2011/01/20

The Copier May Eat Your Information

Watch out those so-called copy mahines or copiers! It is true...According to a survey held by SHARP in 2008 that "60% of Americans don’t know that copiers store images on hard drives"

Nearly every digital copier no matter what brands (Xerox, Canon, TOSHIBA, HP) built after 2002 contains a hard drive. Like one of your personal computers, it stores image of every documents, scan, copy or email by the machine. The initial design aims to speed up the copy and print processes. When each page of the original work passes over the copy surface, the photocopier scans a digital image of the work using a so-called digital scanner.

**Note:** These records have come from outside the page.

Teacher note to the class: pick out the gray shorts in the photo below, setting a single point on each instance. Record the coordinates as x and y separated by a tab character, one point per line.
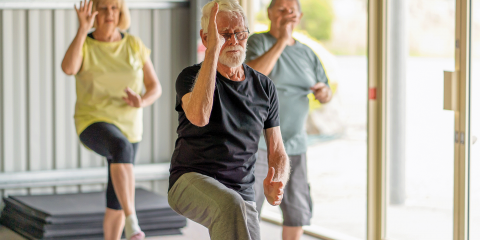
222	210
297	203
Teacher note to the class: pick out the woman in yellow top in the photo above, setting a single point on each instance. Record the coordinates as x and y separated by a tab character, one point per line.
111	67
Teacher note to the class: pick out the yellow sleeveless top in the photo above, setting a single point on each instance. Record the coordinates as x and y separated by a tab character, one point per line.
107	69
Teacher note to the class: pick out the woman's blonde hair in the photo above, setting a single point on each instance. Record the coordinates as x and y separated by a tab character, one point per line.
124	19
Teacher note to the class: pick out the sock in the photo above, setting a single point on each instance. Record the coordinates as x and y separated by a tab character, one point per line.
131	225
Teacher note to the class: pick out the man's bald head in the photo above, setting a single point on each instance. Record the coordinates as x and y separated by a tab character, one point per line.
272	3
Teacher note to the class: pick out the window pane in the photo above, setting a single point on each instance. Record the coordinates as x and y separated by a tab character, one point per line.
420	147
475	123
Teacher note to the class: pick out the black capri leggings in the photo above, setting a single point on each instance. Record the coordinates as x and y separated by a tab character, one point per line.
107	140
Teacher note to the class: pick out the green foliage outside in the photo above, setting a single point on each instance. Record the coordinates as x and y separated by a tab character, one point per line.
317	18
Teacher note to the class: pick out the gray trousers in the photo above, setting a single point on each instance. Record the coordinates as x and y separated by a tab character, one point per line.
211	204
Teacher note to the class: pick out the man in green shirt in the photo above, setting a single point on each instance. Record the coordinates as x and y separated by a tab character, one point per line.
296	71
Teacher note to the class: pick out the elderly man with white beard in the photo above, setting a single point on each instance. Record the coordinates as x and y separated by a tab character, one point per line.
223	106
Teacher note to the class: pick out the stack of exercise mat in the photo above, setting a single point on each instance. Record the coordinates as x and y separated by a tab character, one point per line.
80	216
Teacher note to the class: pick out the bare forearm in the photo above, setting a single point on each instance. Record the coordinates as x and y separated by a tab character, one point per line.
267	61
73	57
200	102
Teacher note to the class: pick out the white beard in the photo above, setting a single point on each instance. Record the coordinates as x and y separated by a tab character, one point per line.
232	60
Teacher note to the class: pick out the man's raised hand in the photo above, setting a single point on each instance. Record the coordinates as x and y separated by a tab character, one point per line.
214	40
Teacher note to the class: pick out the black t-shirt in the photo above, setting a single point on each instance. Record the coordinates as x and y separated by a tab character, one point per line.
225	148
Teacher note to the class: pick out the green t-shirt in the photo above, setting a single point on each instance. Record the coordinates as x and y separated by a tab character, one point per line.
297	69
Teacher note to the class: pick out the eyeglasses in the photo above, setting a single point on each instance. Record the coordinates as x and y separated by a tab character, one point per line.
239	36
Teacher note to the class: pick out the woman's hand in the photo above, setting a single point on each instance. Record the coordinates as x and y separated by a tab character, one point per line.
85	16
133	99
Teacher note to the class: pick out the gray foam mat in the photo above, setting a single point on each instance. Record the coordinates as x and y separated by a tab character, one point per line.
17	225
83	207
160	222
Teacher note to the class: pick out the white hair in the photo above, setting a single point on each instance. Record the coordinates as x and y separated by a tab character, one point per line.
230	6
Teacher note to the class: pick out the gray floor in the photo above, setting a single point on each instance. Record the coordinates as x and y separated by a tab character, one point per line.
192	231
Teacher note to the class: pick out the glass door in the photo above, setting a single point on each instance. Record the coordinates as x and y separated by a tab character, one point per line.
420	133
474	210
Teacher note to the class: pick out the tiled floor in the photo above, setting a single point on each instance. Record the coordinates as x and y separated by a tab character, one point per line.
193	231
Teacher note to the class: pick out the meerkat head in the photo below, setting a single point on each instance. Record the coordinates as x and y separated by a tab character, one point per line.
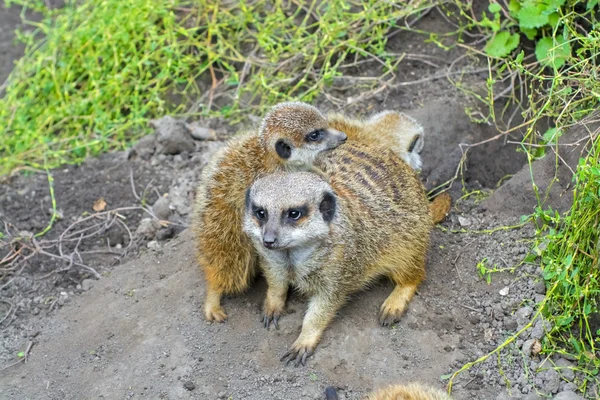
407	131
286	211
297	132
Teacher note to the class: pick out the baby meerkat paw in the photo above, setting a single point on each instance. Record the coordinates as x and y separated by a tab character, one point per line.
391	310
300	351
215	314
272	310
269	316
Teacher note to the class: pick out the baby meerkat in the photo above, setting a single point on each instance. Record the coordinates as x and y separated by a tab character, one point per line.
331	239
390	129
410	391
290	137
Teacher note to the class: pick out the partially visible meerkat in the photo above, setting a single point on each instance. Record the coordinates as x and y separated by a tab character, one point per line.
410	391
331	239
390	129
290	137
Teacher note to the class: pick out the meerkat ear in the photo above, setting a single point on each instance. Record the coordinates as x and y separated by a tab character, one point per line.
412	145
283	149
247	198
327	206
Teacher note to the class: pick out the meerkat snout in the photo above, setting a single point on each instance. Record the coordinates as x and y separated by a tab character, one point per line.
278	221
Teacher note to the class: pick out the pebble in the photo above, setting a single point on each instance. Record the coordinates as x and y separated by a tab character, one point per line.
87	284
568	395
146	228
565	369
161	208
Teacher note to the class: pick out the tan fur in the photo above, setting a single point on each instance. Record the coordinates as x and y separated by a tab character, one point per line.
389	129
224	253
440	207
411	391
381	228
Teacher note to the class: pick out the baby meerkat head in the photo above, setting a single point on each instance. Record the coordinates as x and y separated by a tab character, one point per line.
298	132
289	210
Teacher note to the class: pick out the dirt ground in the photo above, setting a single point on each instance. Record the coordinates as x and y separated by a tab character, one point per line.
138	331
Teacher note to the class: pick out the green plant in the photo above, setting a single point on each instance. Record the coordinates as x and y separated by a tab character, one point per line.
542	58
94	73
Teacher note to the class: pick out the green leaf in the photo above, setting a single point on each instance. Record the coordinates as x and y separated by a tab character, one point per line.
494	7
552	135
502	44
552	53
529	33
513	8
532	16
553	20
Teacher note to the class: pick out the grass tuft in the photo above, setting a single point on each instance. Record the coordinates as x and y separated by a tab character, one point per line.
94	73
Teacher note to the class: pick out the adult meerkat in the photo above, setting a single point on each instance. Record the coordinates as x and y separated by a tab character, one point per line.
331	239
410	391
391	129
290	137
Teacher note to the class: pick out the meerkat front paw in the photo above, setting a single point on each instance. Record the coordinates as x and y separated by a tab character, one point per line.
300	351
391	310
215	314
271	313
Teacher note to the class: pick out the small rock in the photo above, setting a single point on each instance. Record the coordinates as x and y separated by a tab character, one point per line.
87	284
144	148
153	245
551	381
540	328
200	133
146	229
565	369
522	315
161	208
568	395
510	324
464	222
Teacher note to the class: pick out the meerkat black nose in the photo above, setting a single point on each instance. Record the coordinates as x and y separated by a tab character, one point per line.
270	242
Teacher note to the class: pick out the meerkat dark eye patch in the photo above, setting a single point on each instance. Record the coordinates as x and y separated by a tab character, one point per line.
327	206
413	143
283	149
295	214
315	136
259	213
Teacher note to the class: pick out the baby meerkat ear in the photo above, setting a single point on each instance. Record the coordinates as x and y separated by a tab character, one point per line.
327	206
283	149
248	198
413	144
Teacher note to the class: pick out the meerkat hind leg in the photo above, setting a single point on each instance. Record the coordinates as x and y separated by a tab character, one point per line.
321	311
274	306
394	306
212	306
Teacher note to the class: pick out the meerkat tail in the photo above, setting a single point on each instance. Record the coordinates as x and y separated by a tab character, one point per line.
440	207
330	393
411	391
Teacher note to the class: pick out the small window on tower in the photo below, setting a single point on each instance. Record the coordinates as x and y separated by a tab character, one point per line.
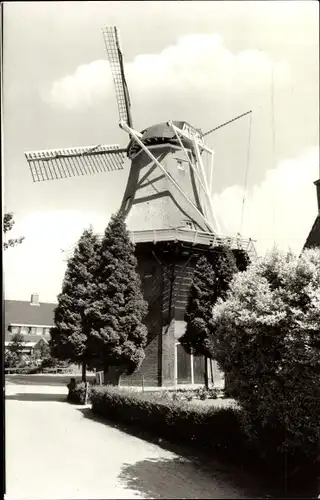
188	224
180	165
127	204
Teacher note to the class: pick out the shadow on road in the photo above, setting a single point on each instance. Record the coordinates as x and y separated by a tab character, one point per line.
175	478
143	475
37	397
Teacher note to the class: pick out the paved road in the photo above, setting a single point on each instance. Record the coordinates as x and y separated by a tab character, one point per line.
53	451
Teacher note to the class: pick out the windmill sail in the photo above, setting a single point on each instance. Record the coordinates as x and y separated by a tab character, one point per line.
71	162
112	43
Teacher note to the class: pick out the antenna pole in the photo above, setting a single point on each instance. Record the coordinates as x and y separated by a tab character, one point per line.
227	123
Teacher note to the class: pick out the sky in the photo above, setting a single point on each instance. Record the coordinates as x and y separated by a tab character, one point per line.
202	62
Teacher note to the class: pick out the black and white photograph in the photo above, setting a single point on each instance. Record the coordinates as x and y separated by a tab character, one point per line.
161	249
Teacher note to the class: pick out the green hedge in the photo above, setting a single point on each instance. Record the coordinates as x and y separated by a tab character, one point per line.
217	429
76	395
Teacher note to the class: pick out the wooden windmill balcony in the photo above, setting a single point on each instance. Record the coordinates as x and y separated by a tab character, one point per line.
194	237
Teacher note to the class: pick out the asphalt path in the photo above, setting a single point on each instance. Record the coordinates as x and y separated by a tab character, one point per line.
55	450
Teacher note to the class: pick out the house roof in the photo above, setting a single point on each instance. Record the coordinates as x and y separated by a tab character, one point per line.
20	312
313	239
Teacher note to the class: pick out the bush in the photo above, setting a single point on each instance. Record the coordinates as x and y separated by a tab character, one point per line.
213	429
77	393
266	339
218	428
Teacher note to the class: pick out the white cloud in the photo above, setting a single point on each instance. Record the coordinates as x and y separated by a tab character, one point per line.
196	63
280	210
37	265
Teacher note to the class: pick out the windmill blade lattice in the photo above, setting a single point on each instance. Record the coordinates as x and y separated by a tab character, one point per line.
71	162
112	43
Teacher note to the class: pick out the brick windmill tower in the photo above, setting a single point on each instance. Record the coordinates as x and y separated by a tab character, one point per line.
170	215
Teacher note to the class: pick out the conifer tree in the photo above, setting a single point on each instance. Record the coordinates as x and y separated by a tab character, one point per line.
118	334
69	337
267	337
210	281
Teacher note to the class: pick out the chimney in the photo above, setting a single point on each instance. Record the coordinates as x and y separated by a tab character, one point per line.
317	184
34	299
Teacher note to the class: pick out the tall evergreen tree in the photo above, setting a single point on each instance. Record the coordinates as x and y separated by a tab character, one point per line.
210	281
8	223
69	337
118	334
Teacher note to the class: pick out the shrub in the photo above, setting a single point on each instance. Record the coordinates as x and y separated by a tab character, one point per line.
77	393
218	428
266	338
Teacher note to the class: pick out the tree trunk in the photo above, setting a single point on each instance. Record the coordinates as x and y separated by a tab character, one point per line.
84	372
211	372
206	378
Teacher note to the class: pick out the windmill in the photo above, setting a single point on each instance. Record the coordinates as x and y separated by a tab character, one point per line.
167	203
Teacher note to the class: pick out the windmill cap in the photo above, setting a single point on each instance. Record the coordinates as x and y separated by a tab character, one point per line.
156	134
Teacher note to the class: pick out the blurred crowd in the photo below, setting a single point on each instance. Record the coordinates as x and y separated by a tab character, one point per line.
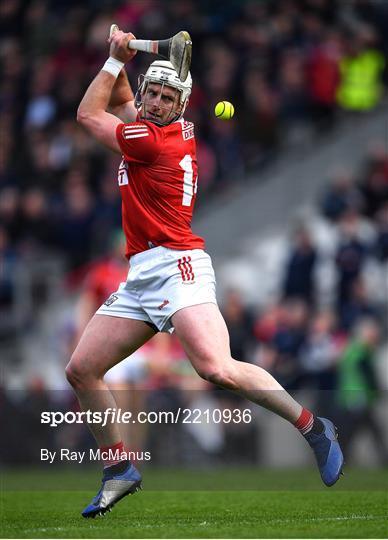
288	66
293	66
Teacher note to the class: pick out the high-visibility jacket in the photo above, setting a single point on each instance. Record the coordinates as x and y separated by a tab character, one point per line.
361	87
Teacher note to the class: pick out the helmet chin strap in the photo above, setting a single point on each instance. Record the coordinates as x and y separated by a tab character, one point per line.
140	104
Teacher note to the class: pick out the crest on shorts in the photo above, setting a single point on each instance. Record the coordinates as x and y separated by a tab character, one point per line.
186	270
109	301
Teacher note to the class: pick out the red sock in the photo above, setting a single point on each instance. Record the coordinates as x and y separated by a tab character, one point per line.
112	454
305	421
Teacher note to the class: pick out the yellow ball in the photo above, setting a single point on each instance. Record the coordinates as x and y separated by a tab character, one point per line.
224	110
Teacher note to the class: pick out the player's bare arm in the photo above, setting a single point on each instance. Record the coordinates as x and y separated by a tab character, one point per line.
92	111
122	101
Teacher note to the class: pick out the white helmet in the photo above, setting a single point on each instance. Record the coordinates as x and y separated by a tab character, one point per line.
162	72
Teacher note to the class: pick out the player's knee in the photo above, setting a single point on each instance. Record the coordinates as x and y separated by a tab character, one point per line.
219	374
77	372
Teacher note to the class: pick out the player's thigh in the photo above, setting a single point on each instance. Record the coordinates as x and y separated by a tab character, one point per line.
107	340
203	334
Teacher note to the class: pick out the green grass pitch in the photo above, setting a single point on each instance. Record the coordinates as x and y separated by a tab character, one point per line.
222	503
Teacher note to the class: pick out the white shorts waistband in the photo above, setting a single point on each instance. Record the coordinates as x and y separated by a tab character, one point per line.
156	253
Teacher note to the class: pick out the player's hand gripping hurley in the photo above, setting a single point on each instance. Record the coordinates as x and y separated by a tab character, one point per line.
176	49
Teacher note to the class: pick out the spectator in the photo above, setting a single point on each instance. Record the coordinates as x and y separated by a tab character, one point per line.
358	389
340	196
299	271
350	256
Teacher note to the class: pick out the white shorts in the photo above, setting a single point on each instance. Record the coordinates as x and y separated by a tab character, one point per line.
160	282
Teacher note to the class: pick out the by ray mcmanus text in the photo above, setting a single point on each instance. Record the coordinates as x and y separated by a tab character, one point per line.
66	454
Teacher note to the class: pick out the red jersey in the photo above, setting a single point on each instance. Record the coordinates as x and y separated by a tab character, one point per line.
158	185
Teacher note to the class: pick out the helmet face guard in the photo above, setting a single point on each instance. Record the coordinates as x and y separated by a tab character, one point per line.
162	73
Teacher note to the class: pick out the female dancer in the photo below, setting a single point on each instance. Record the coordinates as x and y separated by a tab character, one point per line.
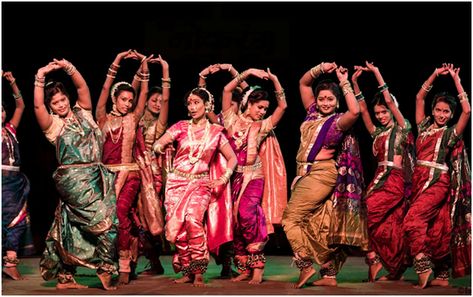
15	186
152	126
246	132
324	214
386	197
119	130
437	225
189	187
84	229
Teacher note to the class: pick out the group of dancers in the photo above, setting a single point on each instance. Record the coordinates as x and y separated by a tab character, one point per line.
215	184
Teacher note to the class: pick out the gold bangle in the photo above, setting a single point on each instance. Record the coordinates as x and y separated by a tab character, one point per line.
426	88
157	147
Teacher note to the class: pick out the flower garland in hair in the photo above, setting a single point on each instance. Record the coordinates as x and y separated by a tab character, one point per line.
247	94
115	87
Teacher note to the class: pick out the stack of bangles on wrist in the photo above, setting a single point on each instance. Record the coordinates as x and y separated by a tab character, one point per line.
157	147
280	95
241	77
112	71
359	96
426	87
316	71
383	88
346	87
140	76
17	97
463	97
70	69
39	81
226	176
166	83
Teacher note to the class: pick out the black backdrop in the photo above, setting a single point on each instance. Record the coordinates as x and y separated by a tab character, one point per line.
406	40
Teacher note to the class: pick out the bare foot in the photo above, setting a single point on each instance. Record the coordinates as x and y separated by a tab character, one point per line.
373	271
325	281
304	276
12	272
70	285
423	279
198	280
124	278
390	277
184	279
257	276
241	277
106	279
439	282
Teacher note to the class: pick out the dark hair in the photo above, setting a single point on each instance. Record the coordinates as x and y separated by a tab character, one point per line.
379	99
328	85
236	95
154	90
201	92
124	87
446	98
257	95
51	89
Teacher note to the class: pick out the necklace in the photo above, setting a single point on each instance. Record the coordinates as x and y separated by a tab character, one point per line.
197	145
9	141
115	123
242	130
431	130
72	124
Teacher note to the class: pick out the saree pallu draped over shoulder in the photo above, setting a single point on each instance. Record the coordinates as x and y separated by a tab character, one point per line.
84	228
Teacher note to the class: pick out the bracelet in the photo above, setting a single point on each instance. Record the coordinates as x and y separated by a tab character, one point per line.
383	87
70	69
426	88
359	96
463	97
316	71
39	79
241	77
226	176
39	84
17	96
280	95
157	147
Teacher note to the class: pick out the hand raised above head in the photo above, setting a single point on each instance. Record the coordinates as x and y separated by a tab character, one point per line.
328	67
370	67
357	73
342	73
8	76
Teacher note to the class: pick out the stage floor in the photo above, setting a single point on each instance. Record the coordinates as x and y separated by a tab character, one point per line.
278	279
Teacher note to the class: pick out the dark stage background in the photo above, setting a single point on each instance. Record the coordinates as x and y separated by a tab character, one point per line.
405	40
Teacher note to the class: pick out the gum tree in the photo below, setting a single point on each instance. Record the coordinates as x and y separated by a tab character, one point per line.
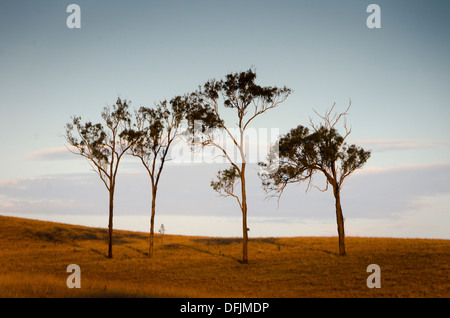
157	128
246	100
303	152
103	145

Depending on the quality of the copier machines, the digital scan may take from about one second to almost half a minute. Although some very high-end copiers can copy one or more pages a second, most copiers process about one page every five to ten seconds. And those high-end copy machines are most likely to attach hard drives. Once the digital image is scanned, it may be manipulated to comply with controls set by the user. After the image is scanned in to memory and manipulated to the user’s preference, it is ready to be printed. But keep in mind, after you finish the copy or print work, the information you dealt with is still kept on the copier hard drive by means of images. This is why the copy machines may eat your private information even without your permission.
It reported that SHARP would charge you additional 500$ if you wanted to erase the stored image information on the hard drive of each of its copy machines. Leave out the price you may have to pay, I am wondering how the stuff working on copy machine industry erase those highly private information, by talking the drive out and connect to a computer then delete the private information directly or format the whole drive? Will delete or format erase the information on the hard drive permanently? I doubt that. If you have some knowledge of data recovery, you should know deleted or formatted information can be recovered from hard drives with a data recovery tool, or more specific by a photo recovery tool as the scanned information is stored in form of images.